Since the digital age began, a lot of people feel the need to give feedback and many businesses directly request reviews online. This can be a useful strategy to gain insight into how people felt about a service, accommodation or a business in general. It is also a gateway for competitors, spammers and the general public to write whatever they feel, depending on the mood they were in at the time, good or bad.
I encourage you to use other ways to tell business what we think. Rather than flippantly write a review online, let’s think about it a bit more and give useful, honest feedback. If the business is really interested in improving, then they will consider and potentially action it. If not, their loss - but if more and more people actually take the time to connect then perhaps it will make them notice.

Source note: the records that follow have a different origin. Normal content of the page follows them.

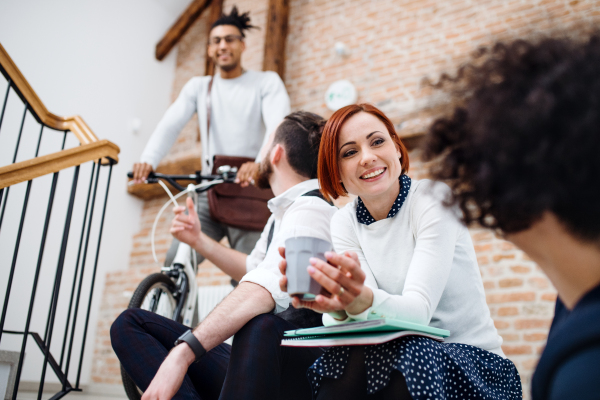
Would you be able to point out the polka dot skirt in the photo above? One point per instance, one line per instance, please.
(432, 370)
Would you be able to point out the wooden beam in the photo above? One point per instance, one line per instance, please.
(276, 35)
(48, 164)
(216, 9)
(180, 27)
(184, 165)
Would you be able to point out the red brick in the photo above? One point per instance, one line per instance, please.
(510, 297)
(548, 296)
(535, 337)
(500, 257)
(520, 269)
(532, 323)
(506, 311)
(512, 282)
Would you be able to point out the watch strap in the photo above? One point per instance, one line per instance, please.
(189, 338)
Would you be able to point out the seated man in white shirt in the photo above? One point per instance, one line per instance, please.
(257, 311)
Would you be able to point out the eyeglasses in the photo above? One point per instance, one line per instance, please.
(229, 39)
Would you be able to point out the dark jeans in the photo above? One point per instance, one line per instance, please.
(352, 385)
(255, 367)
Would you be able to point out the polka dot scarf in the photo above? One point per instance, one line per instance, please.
(364, 216)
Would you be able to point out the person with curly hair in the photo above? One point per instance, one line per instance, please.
(399, 254)
(520, 153)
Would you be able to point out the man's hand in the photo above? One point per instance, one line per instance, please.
(247, 174)
(341, 271)
(141, 172)
(170, 375)
(186, 228)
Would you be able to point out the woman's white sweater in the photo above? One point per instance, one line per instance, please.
(421, 266)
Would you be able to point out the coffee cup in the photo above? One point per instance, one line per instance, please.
(298, 251)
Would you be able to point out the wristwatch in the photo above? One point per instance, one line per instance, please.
(189, 338)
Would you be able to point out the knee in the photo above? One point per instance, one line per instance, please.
(262, 326)
(122, 326)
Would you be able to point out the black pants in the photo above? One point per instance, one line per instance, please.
(255, 367)
(352, 385)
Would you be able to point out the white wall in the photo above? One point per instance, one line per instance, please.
(94, 59)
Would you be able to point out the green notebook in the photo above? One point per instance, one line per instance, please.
(373, 325)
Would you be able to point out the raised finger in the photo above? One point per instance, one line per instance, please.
(283, 284)
(337, 276)
(180, 224)
(282, 267)
(346, 263)
(325, 281)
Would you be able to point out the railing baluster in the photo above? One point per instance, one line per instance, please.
(37, 149)
(14, 261)
(83, 260)
(87, 319)
(85, 249)
(87, 204)
(4, 206)
(5, 101)
(57, 280)
(20, 132)
(35, 280)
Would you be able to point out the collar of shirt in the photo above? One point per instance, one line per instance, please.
(364, 216)
(279, 204)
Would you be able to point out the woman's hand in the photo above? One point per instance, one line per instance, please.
(342, 280)
(186, 228)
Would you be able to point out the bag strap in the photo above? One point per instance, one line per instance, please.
(312, 193)
(208, 112)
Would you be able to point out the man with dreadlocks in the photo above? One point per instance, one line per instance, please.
(246, 106)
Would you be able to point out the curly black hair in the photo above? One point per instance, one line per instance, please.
(524, 135)
(300, 134)
(240, 21)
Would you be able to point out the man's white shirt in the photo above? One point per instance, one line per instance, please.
(245, 110)
(294, 215)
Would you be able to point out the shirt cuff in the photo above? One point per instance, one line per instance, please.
(363, 316)
(328, 320)
(270, 282)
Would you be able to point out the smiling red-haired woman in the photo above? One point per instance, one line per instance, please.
(399, 254)
(328, 171)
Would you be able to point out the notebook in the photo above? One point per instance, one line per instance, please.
(359, 333)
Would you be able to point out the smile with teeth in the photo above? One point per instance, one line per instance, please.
(373, 174)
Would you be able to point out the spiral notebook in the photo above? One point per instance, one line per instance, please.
(359, 333)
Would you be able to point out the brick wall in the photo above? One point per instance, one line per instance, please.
(393, 45)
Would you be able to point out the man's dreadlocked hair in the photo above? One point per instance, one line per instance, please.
(240, 21)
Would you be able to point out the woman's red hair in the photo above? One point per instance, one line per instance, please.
(328, 171)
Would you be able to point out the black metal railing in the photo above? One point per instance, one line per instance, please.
(47, 302)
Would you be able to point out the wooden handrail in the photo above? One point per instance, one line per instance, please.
(74, 124)
(48, 164)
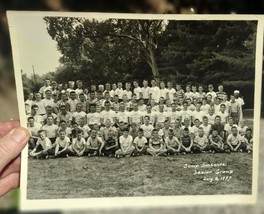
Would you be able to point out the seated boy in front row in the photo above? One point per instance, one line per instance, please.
(140, 143)
(186, 142)
(62, 144)
(126, 147)
(201, 143)
(45, 143)
(234, 141)
(111, 144)
(172, 143)
(78, 144)
(248, 140)
(94, 144)
(216, 142)
(156, 144)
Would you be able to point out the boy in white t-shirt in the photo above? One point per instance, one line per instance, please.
(201, 143)
(156, 144)
(147, 128)
(78, 145)
(223, 114)
(234, 140)
(126, 145)
(206, 126)
(173, 145)
(140, 143)
(46, 146)
(62, 144)
(50, 129)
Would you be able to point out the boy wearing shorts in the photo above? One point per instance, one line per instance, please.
(94, 144)
(201, 143)
(78, 144)
(111, 144)
(156, 144)
(172, 144)
(62, 144)
(140, 143)
(45, 144)
(186, 141)
(126, 145)
(216, 142)
(234, 141)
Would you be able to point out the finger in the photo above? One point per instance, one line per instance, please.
(12, 167)
(9, 182)
(7, 126)
(12, 144)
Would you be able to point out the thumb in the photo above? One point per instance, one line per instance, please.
(12, 144)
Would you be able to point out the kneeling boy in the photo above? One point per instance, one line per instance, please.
(186, 141)
(201, 143)
(172, 143)
(62, 144)
(156, 144)
(94, 144)
(140, 143)
(45, 143)
(78, 144)
(234, 141)
(126, 147)
(216, 142)
(111, 144)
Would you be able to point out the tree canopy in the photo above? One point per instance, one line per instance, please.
(124, 49)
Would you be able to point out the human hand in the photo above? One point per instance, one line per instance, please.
(13, 139)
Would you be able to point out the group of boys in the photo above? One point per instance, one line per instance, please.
(111, 121)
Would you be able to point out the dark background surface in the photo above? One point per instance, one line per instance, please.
(8, 101)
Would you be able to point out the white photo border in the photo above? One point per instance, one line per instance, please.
(149, 201)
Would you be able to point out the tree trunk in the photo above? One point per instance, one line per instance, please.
(151, 60)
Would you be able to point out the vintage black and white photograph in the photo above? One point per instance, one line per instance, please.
(130, 106)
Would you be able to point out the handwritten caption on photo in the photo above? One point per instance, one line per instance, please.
(211, 172)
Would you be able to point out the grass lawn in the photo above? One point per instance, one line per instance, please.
(138, 176)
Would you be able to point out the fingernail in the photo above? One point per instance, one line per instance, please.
(19, 135)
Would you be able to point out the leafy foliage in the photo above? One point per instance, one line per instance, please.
(111, 50)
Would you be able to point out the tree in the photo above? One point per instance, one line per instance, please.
(106, 47)
(209, 51)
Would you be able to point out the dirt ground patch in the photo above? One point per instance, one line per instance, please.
(139, 176)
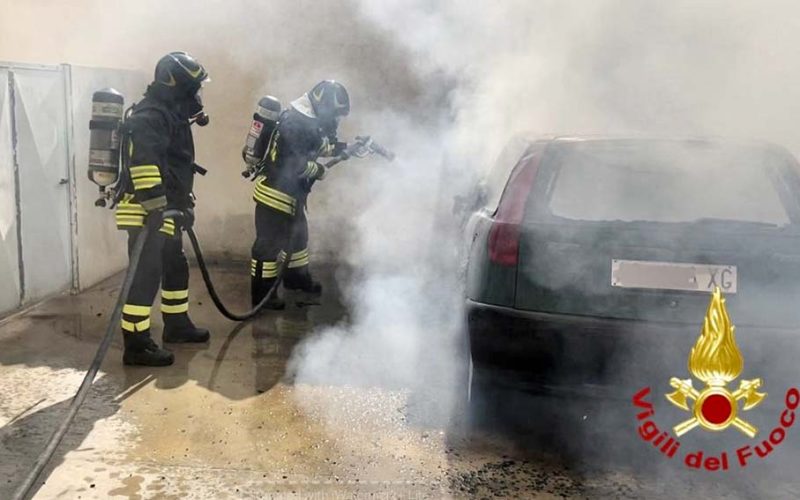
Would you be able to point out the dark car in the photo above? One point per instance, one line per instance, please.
(591, 259)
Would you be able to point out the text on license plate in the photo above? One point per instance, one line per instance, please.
(672, 276)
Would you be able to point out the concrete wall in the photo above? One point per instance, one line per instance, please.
(250, 49)
(101, 247)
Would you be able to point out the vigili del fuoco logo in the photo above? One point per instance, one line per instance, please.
(715, 360)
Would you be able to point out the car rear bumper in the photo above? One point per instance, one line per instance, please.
(607, 357)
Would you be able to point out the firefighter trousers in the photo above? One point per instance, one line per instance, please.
(162, 263)
(274, 233)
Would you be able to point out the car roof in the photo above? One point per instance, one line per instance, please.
(566, 138)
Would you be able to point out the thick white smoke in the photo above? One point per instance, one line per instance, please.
(574, 67)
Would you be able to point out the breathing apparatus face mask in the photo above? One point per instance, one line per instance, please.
(192, 108)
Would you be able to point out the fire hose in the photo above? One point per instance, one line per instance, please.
(44, 457)
(362, 148)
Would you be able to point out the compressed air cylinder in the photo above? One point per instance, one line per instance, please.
(104, 139)
(265, 119)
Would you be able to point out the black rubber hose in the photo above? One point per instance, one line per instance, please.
(201, 263)
(25, 488)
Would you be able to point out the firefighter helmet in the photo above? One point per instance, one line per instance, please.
(330, 100)
(180, 73)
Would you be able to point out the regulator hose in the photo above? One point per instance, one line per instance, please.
(24, 490)
(201, 263)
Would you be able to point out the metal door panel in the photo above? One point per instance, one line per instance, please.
(42, 159)
(9, 256)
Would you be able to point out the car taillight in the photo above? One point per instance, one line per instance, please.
(504, 234)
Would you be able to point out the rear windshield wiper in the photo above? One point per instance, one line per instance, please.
(733, 223)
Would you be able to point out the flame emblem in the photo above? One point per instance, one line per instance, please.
(716, 360)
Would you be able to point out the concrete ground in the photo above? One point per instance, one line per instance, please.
(227, 421)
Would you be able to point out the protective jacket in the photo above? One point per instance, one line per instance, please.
(160, 159)
(299, 140)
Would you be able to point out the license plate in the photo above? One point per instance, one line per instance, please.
(672, 276)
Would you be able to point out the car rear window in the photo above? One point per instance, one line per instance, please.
(665, 181)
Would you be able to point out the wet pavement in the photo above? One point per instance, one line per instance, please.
(227, 420)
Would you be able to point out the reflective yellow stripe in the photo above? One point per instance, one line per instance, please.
(299, 263)
(300, 254)
(277, 205)
(145, 170)
(132, 219)
(146, 183)
(176, 309)
(136, 327)
(274, 193)
(136, 310)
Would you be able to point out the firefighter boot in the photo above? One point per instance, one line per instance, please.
(179, 329)
(301, 280)
(259, 288)
(141, 350)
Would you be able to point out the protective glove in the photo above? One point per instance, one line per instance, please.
(188, 218)
(340, 149)
(183, 219)
(313, 171)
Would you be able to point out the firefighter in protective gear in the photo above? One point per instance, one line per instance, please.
(307, 131)
(159, 177)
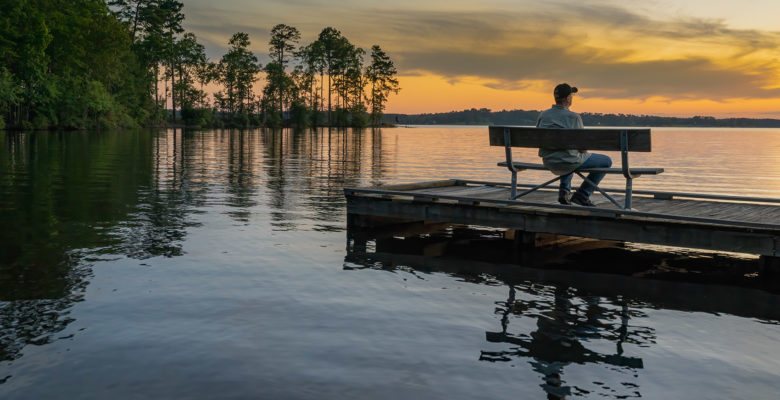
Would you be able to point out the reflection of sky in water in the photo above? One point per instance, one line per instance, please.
(210, 264)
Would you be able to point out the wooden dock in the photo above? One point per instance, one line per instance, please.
(722, 223)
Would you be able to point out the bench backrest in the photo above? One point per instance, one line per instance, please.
(566, 139)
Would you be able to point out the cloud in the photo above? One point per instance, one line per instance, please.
(610, 51)
(601, 77)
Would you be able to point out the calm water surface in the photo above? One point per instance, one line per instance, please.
(215, 265)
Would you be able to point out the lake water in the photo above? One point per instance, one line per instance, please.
(202, 265)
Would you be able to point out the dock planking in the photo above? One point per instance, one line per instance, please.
(672, 219)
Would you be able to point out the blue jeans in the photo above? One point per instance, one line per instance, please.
(586, 189)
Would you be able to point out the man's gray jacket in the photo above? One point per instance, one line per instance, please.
(561, 162)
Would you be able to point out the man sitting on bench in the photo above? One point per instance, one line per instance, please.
(565, 162)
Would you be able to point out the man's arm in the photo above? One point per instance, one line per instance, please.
(579, 125)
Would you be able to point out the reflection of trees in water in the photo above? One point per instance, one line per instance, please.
(307, 170)
(241, 180)
(556, 324)
(157, 227)
(68, 198)
(37, 321)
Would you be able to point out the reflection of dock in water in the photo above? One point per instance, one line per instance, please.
(742, 225)
(560, 316)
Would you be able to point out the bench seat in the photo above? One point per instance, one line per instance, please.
(633, 171)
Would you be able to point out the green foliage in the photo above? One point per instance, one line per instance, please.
(236, 72)
(199, 117)
(83, 64)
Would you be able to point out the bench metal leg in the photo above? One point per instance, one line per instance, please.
(628, 193)
(603, 193)
(532, 189)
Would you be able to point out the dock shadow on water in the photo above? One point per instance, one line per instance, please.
(212, 264)
(573, 303)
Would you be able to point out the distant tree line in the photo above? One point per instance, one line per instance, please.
(77, 64)
(484, 116)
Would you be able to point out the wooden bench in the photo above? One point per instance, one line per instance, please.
(623, 140)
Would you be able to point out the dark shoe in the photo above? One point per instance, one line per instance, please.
(564, 197)
(579, 201)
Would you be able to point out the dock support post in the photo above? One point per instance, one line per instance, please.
(769, 267)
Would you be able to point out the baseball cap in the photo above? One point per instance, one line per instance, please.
(563, 91)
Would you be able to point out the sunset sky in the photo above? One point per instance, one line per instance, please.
(661, 57)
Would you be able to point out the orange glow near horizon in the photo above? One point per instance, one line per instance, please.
(436, 94)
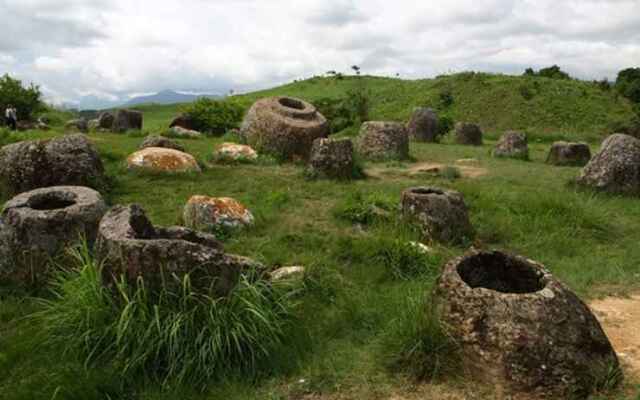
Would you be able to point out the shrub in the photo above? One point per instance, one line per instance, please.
(415, 343)
(26, 100)
(171, 335)
(214, 116)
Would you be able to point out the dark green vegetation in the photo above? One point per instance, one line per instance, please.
(363, 313)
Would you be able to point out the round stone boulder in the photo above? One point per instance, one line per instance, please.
(214, 213)
(181, 132)
(159, 159)
(512, 145)
(469, 134)
(441, 214)
(183, 121)
(106, 120)
(235, 152)
(80, 124)
(520, 329)
(284, 127)
(615, 168)
(125, 120)
(571, 154)
(129, 245)
(423, 125)
(332, 158)
(38, 225)
(66, 160)
(160, 141)
(380, 140)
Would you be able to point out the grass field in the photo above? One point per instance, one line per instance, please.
(354, 309)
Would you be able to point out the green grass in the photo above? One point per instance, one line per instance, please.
(363, 291)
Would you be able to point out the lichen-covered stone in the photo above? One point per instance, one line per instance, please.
(125, 120)
(332, 158)
(40, 224)
(520, 329)
(66, 160)
(159, 159)
(567, 153)
(79, 124)
(129, 245)
(160, 141)
(469, 134)
(213, 213)
(615, 168)
(512, 145)
(379, 140)
(284, 127)
(423, 125)
(442, 214)
(235, 152)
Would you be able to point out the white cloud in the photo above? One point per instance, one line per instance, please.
(109, 49)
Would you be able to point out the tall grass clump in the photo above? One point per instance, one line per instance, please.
(416, 343)
(171, 335)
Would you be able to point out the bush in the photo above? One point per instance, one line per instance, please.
(415, 343)
(628, 84)
(174, 336)
(214, 116)
(26, 100)
(365, 209)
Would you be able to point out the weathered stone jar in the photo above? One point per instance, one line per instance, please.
(442, 214)
(615, 168)
(66, 160)
(40, 224)
(130, 246)
(521, 329)
(380, 140)
(331, 158)
(284, 127)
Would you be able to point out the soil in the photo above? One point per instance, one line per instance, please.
(620, 319)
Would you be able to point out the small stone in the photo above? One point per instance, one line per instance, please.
(287, 273)
(160, 141)
(380, 140)
(567, 153)
(469, 134)
(442, 214)
(235, 152)
(423, 125)
(158, 159)
(512, 145)
(211, 213)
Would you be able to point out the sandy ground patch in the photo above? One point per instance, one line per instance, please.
(620, 319)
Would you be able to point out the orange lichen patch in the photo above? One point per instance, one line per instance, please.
(234, 150)
(620, 319)
(163, 160)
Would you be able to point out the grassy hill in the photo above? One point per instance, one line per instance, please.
(361, 328)
(545, 108)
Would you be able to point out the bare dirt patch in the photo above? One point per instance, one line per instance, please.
(620, 319)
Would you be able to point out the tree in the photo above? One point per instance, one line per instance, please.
(27, 100)
(628, 84)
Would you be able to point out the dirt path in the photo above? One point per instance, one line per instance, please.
(620, 318)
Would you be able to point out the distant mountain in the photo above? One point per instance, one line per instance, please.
(168, 97)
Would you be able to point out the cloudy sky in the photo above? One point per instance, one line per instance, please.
(116, 48)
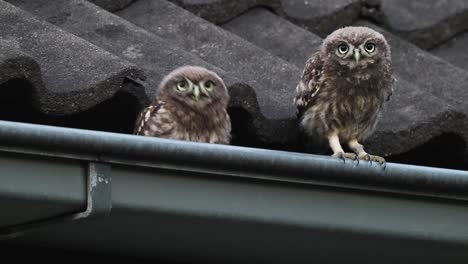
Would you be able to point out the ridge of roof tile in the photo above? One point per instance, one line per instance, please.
(65, 62)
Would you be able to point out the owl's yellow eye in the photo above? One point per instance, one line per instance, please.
(209, 85)
(343, 49)
(182, 85)
(370, 47)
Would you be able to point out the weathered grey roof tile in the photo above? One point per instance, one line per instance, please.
(112, 5)
(66, 62)
(425, 23)
(454, 51)
(155, 55)
(272, 78)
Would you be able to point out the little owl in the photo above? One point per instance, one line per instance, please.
(343, 88)
(190, 105)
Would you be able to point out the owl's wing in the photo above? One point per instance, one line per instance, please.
(151, 121)
(309, 85)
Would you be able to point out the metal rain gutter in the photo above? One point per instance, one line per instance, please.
(229, 187)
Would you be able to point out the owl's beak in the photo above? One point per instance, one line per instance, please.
(196, 92)
(357, 55)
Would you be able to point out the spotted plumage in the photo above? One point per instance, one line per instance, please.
(190, 105)
(343, 89)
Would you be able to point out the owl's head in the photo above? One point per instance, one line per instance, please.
(356, 47)
(194, 86)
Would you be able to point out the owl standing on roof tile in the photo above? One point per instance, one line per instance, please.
(343, 89)
(190, 105)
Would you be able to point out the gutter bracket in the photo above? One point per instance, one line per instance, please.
(98, 197)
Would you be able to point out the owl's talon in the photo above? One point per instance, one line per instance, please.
(372, 158)
(344, 156)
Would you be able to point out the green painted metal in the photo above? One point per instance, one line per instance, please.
(206, 203)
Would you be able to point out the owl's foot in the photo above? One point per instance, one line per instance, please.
(371, 158)
(345, 155)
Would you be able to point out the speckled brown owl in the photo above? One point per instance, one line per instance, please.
(190, 105)
(343, 88)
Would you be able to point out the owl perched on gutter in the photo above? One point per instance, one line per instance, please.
(343, 89)
(190, 105)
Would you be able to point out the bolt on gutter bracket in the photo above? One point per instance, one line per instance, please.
(99, 203)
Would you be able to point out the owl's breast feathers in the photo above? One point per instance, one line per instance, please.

I recently toured the Bundaberg Rum Distillery and was genuinely impressed with every aspect of the tour and facility. In the merchandise store, feedback cards were available and I grabbed one as I left. They were meant to be filled out onsite and handed in, but I didn’t realise that until I got home. I pondered about how I could make a suggestion for improvement because it was really, really good.
Now, I had two choices – not fill out the card and just tell everyone I know that it was great OR write them an email. If they have gone to the effort of printing a card for feedback, surely they won’t mind an email stating mine? Well, I wrote them an email answering the questions that they asked and then added my suggestions for improvement. Will they care? I honestly don’t know, but they must have at one stage to get to where they are now because one of the questions on the feedback card says “I think we know the answer already, but we like hearing it from you – how did you find your experience visiting the distillery today?”
Ten points for confidence right there, as they don’t expect you to circle “Less awesome”. They certainly didn’t get to the place they are now just with the board of directors telling consumers what they want – they have asked them the whole way along.
Here are my tips for being a great consumer:
Give credit where it is due but identify what was actually great – was it the waitress, the meal you ordered, the assistance of “Hillary”.
It might be tempting to write “It was good” on a feedback card and, while it is positive, it is almost pointless.
Similarly, if you want to give negative feedback, be helpful and identify where a company could get better results. But don’t do it online on their Facebook page. Give businesses the opportunity to fix up the issue and email them direct. Don’t be rude, but give constructive criticism with the intention to help a business improve.
Acknowledge if there were other factors at play, for example “I understand it was a busy because of school holidays….” or “It was just before closing time and there were 50 million people in the store all trying to pay….”.
All of this telling people what you think takes time. It requires effort and some creative energy and you may get absolutely nothing in return (except good karma). But in times when businesses are struggling, it could be the help a company needs to turn things around and take a different course of action.
Next time you experience something really great, tell the business! And the same goes for if something went really badly. Take your emotion in the situation out of it and let them know what went wrong for you.
Don’t underestimate the power of your feedback, especially if you can be constructive.